Tetapi ternyata bahwa Agung Sedayu menjadi semakin sulit untuk dapat mengamati geraknya. Sambil berputar, sekali-sekali lawannya itu melontarkan serangan-serangan dengan geseran-geseran pendek dan sekali-sekali menangkis, meskipun harus membenturkan kekuatannya.

Dalam benturan kekuatan, Agung Sedayu sama sekali tidak mengalami keadaan yang gawat.

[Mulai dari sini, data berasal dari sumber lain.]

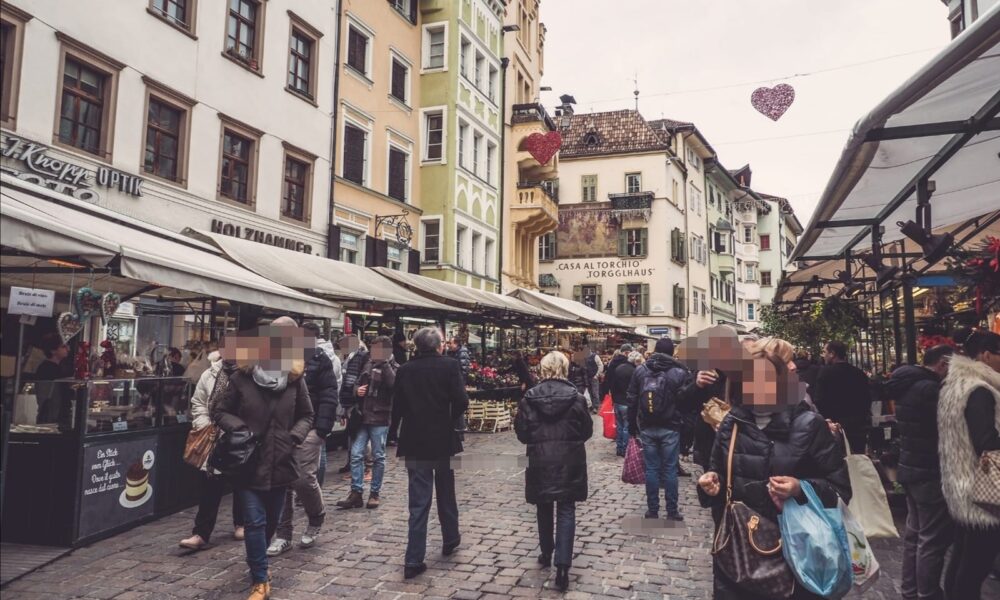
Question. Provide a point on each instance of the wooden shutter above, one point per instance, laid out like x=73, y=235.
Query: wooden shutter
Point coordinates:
x=413, y=263
x=333, y=242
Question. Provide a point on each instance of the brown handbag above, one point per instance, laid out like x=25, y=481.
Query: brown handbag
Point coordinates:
x=747, y=546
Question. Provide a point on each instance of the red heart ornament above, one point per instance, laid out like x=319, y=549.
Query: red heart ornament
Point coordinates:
x=773, y=102
x=542, y=146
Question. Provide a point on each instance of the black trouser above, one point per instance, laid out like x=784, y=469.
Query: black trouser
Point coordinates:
x=213, y=488
x=972, y=557
x=565, y=530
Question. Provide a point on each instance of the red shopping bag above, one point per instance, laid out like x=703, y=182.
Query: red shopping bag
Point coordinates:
x=608, y=414
x=634, y=469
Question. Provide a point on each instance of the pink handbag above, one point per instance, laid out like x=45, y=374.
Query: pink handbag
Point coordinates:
x=634, y=469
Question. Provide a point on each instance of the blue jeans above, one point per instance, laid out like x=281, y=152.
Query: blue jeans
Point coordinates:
x=426, y=477
x=261, y=513
x=377, y=435
x=621, y=428
x=661, y=450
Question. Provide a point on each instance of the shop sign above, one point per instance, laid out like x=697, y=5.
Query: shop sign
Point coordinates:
x=263, y=237
x=30, y=301
x=605, y=269
x=63, y=176
x=117, y=484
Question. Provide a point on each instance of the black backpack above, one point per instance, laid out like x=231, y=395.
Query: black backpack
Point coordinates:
x=656, y=399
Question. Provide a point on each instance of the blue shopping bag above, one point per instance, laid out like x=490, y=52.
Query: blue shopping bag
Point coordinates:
x=814, y=542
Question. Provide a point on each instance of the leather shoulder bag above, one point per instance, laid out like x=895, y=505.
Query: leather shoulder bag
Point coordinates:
x=747, y=545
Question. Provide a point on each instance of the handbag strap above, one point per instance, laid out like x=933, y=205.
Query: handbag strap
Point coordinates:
x=729, y=464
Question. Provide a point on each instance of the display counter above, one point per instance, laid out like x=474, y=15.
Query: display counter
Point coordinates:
x=99, y=456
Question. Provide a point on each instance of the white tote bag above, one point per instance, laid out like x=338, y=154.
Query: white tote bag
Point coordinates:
x=869, y=504
x=863, y=563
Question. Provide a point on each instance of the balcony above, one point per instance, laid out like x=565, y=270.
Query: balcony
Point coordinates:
x=535, y=210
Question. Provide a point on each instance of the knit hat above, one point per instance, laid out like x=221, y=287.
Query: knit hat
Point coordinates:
x=665, y=346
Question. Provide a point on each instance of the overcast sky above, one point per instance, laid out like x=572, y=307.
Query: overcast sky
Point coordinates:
x=679, y=48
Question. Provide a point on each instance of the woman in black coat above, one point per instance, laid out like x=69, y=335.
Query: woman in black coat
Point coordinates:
x=780, y=442
x=554, y=422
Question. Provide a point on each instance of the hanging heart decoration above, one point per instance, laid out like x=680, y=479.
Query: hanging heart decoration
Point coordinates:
x=88, y=303
x=773, y=102
x=68, y=325
x=542, y=146
x=109, y=305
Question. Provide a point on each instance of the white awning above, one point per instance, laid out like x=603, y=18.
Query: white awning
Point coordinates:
x=942, y=124
x=43, y=223
x=570, y=307
x=334, y=279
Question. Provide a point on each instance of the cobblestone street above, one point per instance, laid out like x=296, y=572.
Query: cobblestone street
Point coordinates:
x=361, y=552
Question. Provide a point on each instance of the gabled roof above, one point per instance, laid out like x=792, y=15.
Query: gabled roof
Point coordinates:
x=604, y=133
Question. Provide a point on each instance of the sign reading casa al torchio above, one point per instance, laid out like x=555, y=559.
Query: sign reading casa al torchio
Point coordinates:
x=32, y=163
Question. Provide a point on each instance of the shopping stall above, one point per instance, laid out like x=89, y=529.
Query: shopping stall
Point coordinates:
x=100, y=450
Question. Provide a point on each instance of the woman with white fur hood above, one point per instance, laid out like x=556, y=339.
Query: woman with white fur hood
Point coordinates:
x=969, y=425
x=209, y=390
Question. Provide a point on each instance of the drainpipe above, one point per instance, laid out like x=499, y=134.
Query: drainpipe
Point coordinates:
x=504, y=62
x=332, y=252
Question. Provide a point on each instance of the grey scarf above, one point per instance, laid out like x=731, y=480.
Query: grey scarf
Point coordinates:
x=275, y=381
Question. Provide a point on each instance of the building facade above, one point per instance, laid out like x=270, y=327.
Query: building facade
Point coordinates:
x=377, y=182
x=530, y=150
x=621, y=245
x=91, y=108
x=461, y=139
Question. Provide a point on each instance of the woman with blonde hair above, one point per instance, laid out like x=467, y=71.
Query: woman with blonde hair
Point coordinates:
x=555, y=424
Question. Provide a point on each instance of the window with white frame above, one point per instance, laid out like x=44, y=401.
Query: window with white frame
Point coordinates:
x=432, y=241
x=434, y=136
x=633, y=183
x=434, y=47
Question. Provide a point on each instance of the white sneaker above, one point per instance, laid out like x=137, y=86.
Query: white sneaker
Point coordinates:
x=279, y=546
x=309, y=537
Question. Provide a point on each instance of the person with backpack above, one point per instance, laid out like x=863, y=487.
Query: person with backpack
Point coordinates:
x=660, y=391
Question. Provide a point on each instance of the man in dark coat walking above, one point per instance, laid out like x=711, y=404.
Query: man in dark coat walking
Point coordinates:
x=429, y=399
x=928, y=525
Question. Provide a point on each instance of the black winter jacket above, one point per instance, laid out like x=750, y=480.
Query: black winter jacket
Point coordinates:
x=680, y=382
x=553, y=420
x=620, y=379
x=915, y=390
x=796, y=443
x=322, y=384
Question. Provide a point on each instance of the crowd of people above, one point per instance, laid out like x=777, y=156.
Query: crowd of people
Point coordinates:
x=790, y=421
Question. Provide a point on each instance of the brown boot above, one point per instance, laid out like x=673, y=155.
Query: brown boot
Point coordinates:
x=354, y=500
x=260, y=591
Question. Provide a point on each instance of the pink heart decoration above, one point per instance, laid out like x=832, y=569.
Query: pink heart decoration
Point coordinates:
x=773, y=102
x=542, y=146
x=68, y=325
x=109, y=305
x=88, y=303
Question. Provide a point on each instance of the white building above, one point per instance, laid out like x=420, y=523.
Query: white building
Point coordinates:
x=208, y=115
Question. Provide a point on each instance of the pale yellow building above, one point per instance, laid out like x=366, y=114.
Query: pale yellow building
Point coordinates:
x=377, y=158
x=531, y=159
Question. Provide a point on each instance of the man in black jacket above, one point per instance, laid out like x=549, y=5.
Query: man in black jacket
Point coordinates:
x=322, y=385
x=843, y=395
x=660, y=390
x=928, y=525
x=429, y=398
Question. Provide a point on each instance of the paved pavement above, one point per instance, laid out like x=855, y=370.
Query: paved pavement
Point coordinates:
x=361, y=553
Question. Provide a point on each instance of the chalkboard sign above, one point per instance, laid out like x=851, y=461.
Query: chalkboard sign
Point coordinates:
x=119, y=480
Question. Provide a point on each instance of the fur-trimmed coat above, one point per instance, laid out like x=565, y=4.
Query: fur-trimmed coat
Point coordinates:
x=958, y=457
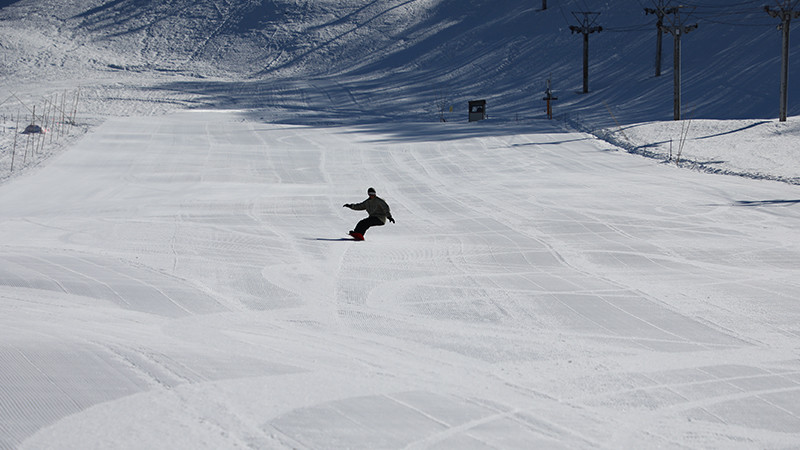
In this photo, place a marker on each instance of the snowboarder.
(378, 212)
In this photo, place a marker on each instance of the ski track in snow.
(169, 280)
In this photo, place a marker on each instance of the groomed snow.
(178, 281)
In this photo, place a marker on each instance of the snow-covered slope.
(173, 274)
(395, 58)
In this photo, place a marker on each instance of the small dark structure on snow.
(33, 129)
(477, 110)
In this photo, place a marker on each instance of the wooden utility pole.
(677, 29)
(786, 14)
(549, 98)
(660, 11)
(587, 26)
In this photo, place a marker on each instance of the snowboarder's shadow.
(331, 239)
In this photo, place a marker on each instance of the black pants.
(364, 225)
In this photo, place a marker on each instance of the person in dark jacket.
(378, 212)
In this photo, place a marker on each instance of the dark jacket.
(375, 207)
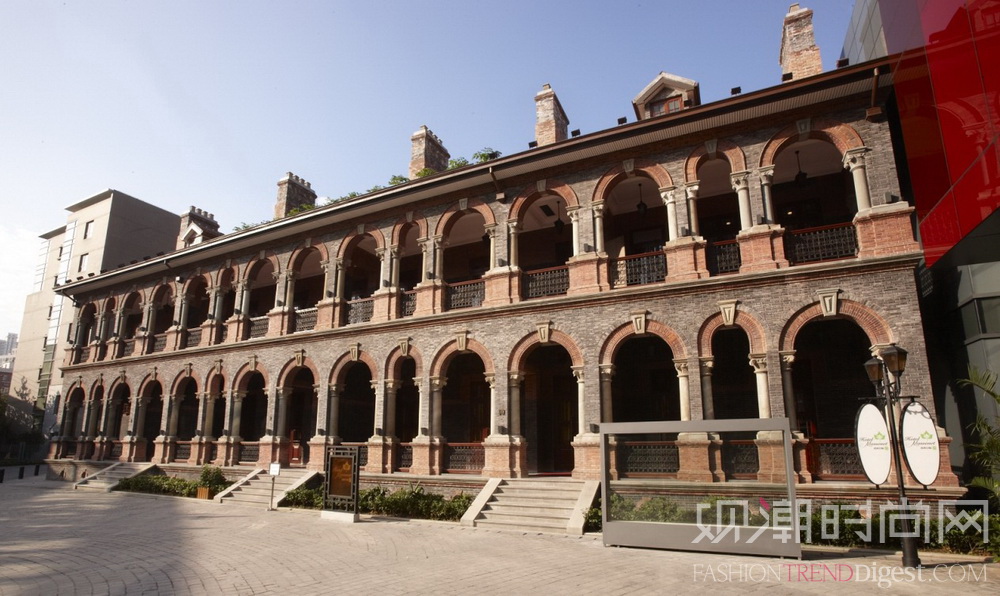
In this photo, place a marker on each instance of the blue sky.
(209, 103)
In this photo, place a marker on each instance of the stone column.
(683, 390)
(598, 207)
(740, 181)
(514, 379)
(854, 160)
(759, 364)
(707, 402)
(691, 192)
(667, 194)
(788, 389)
(513, 228)
(766, 174)
(437, 385)
(607, 403)
(574, 219)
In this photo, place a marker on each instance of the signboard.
(872, 438)
(920, 444)
(342, 472)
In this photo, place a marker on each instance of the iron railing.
(182, 451)
(194, 337)
(249, 452)
(159, 342)
(465, 294)
(464, 458)
(405, 457)
(723, 257)
(835, 459)
(740, 459)
(305, 319)
(553, 281)
(359, 310)
(258, 326)
(825, 243)
(637, 270)
(407, 303)
(647, 458)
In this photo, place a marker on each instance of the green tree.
(986, 453)
(486, 154)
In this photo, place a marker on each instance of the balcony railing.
(194, 337)
(723, 257)
(740, 459)
(838, 241)
(464, 458)
(258, 326)
(159, 342)
(637, 270)
(359, 310)
(833, 459)
(249, 452)
(407, 303)
(305, 319)
(553, 281)
(638, 459)
(465, 294)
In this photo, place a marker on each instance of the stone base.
(345, 517)
(762, 248)
(685, 259)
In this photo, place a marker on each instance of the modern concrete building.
(102, 232)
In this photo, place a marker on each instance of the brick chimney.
(427, 152)
(551, 122)
(799, 55)
(197, 226)
(293, 192)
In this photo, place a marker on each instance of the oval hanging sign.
(871, 436)
(920, 444)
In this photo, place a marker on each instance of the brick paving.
(58, 541)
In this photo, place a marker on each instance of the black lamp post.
(884, 371)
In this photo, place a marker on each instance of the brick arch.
(396, 357)
(290, 366)
(345, 359)
(874, 326)
(175, 385)
(612, 177)
(451, 215)
(841, 135)
(618, 337)
(418, 220)
(450, 350)
(724, 149)
(251, 265)
(354, 236)
(552, 187)
(743, 320)
(294, 260)
(526, 344)
(244, 372)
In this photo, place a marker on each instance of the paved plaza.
(54, 540)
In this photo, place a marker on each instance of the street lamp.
(884, 371)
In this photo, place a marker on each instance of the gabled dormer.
(666, 94)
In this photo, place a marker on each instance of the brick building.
(737, 259)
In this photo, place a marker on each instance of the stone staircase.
(255, 488)
(107, 478)
(550, 505)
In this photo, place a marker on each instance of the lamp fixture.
(641, 207)
(800, 178)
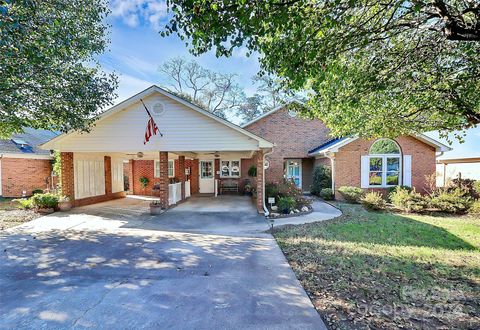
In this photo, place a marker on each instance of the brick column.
(259, 164)
(181, 173)
(130, 176)
(194, 179)
(108, 174)
(163, 180)
(67, 175)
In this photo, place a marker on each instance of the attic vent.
(20, 142)
(158, 109)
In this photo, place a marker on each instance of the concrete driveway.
(112, 265)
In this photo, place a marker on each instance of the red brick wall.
(293, 138)
(20, 174)
(347, 161)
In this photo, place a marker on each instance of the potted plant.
(64, 203)
(45, 203)
(156, 208)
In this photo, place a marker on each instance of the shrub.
(408, 200)
(37, 191)
(475, 208)
(326, 194)
(451, 201)
(373, 201)
(45, 201)
(467, 185)
(322, 178)
(286, 204)
(25, 203)
(351, 194)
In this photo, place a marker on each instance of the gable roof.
(262, 143)
(26, 144)
(335, 144)
(266, 114)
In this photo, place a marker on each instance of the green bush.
(45, 201)
(25, 203)
(286, 204)
(326, 194)
(451, 201)
(351, 194)
(322, 178)
(373, 201)
(475, 208)
(408, 200)
(37, 191)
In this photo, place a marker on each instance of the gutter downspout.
(265, 209)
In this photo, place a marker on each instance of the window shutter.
(364, 171)
(407, 170)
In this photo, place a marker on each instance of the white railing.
(174, 193)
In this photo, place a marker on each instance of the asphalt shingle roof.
(33, 138)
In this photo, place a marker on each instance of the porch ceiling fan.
(137, 155)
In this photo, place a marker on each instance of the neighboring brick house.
(302, 144)
(23, 166)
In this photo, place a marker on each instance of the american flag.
(152, 127)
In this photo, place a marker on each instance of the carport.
(192, 152)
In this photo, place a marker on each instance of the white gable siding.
(184, 129)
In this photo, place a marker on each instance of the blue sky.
(136, 51)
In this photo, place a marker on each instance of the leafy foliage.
(50, 76)
(453, 201)
(326, 194)
(45, 201)
(475, 208)
(373, 201)
(220, 93)
(322, 178)
(351, 194)
(408, 200)
(286, 204)
(414, 63)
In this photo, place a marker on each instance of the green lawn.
(384, 270)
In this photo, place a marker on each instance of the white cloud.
(135, 12)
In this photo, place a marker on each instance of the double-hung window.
(171, 169)
(384, 164)
(230, 168)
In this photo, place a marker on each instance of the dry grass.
(389, 271)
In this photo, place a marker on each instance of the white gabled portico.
(195, 145)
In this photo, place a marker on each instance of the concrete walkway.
(112, 265)
(321, 211)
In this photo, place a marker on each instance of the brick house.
(301, 144)
(23, 165)
(196, 153)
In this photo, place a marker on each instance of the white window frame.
(171, 169)
(300, 174)
(384, 171)
(230, 168)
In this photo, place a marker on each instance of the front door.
(294, 171)
(207, 177)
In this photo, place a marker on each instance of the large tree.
(49, 75)
(373, 68)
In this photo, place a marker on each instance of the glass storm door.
(207, 177)
(294, 172)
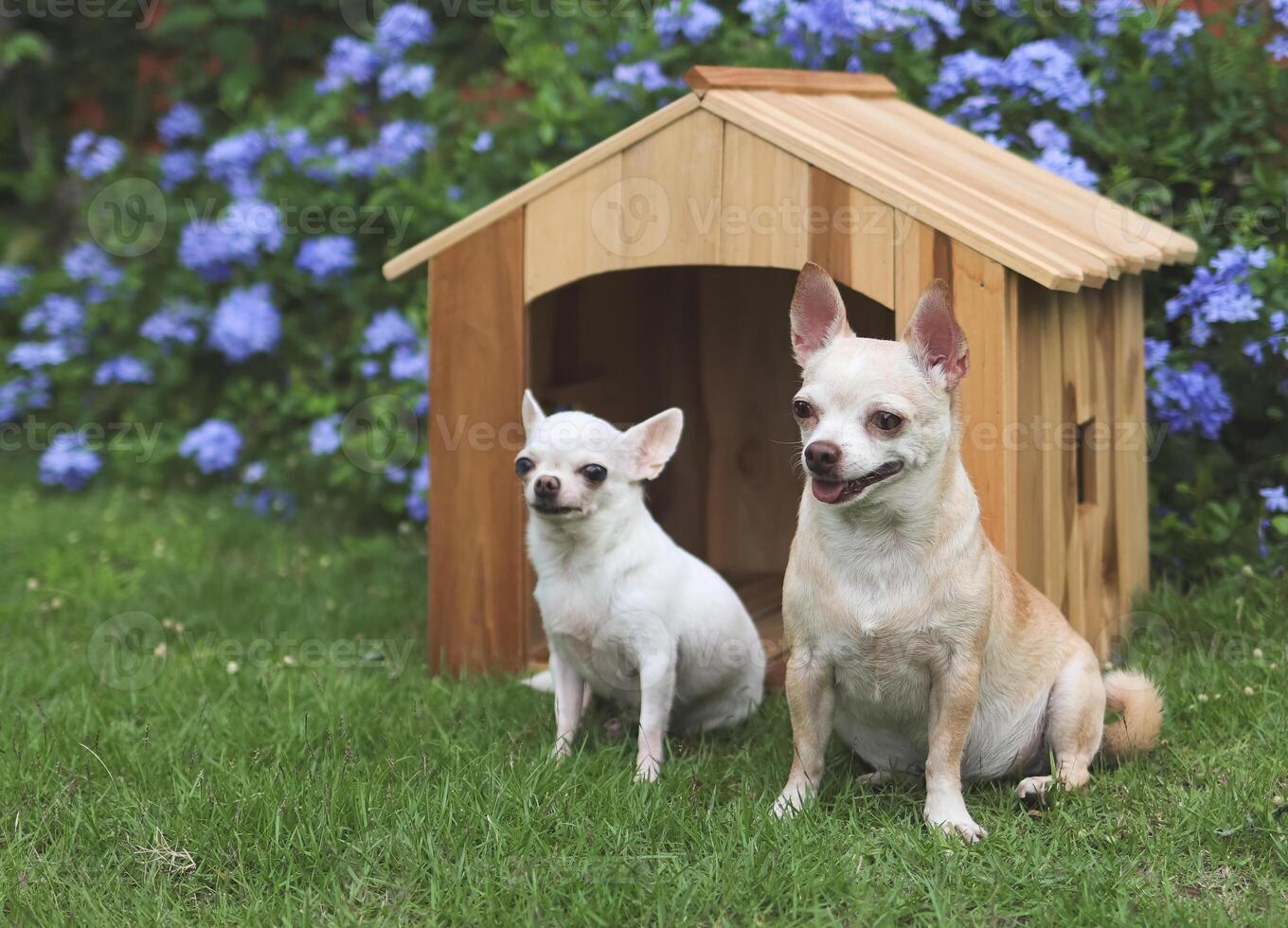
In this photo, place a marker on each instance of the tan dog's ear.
(532, 415)
(818, 312)
(652, 443)
(936, 340)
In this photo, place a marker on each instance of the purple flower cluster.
(694, 21)
(174, 323)
(90, 154)
(213, 445)
(68, 462)
(245, 323)
(122, 369)
(1220, 293)
(1189, 401)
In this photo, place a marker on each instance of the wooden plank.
(764, 204)
(561, 241)
(1137, 241)
(988, 393)
(422, 251)
(476, 576)
(851, 236)
(1131, 476)
(844, 160)
(913, 267)
(704, 78)
(673, 175)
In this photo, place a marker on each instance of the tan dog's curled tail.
(1135, 698)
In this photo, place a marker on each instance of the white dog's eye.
(886, 421)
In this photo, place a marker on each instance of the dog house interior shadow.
(655, 268)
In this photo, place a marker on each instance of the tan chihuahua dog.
(909, 634)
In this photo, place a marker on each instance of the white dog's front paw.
(647, 770)
(956, 821)
(791, 801)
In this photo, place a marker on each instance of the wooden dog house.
(655, 269)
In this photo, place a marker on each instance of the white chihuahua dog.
(909, 634)
(628, 613)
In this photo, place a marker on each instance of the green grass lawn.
(285, 757)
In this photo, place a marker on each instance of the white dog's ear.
(652, 443)
(937, 341)
(532, 413)
(818, 312)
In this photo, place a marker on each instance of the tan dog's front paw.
(647, 770)
(956, 821)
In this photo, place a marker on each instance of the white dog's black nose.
(821, 457)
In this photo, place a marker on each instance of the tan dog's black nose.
(821, 457)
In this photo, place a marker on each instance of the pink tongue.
(827, 491)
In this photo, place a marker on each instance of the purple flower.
(54, 315)
(174, 322)
(233, 158)
(31, 355)
(22, 394)
(122, 369)
(1220, 293)
(1276, 497)
(388, 330)
(92, 154)
(182, 121)
(350, 61)
(401, 27)
(86, 261)
(1193, 400)
(415, 80)
(11, 278)
(328, 257)
(325, 436)
(245, 323)
(694, 21)
(213, 445)
(410, 363)
(179, 168)
(418, 500)
(67, 462)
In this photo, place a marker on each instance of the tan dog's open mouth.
(841, 491)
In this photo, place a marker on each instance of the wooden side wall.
(1082, 452)
(478, 371)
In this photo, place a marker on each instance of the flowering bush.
(258, 323)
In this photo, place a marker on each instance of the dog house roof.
(854, 128)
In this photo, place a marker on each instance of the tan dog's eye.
(886, 421)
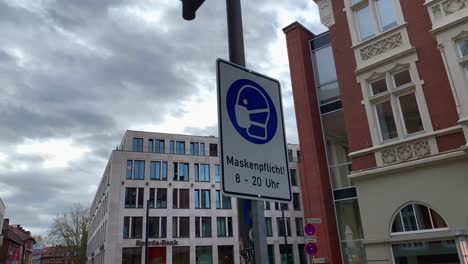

Bahkan Agung Sedayu merasa bahwa ia memiliki tenaga yang cukup untuk mengimbangi tenaga orang yang berlari berputaran itu. Namun semakin lama putaran itu menjadi semakin membingungkan. Bahkan akhirnya seolah-olah bagaikan prahara yang mengamuk di seputarnya.

Yang kemudian terdengar oleh Agung Sedayu adalah deru prahara yang mengamuk di seputarnya itu. Semakin lama semakin dahsyat. Seolah-olah Agung Sedayu telah berada di pusat gejolak berputarnya bumi dengan segala isinya.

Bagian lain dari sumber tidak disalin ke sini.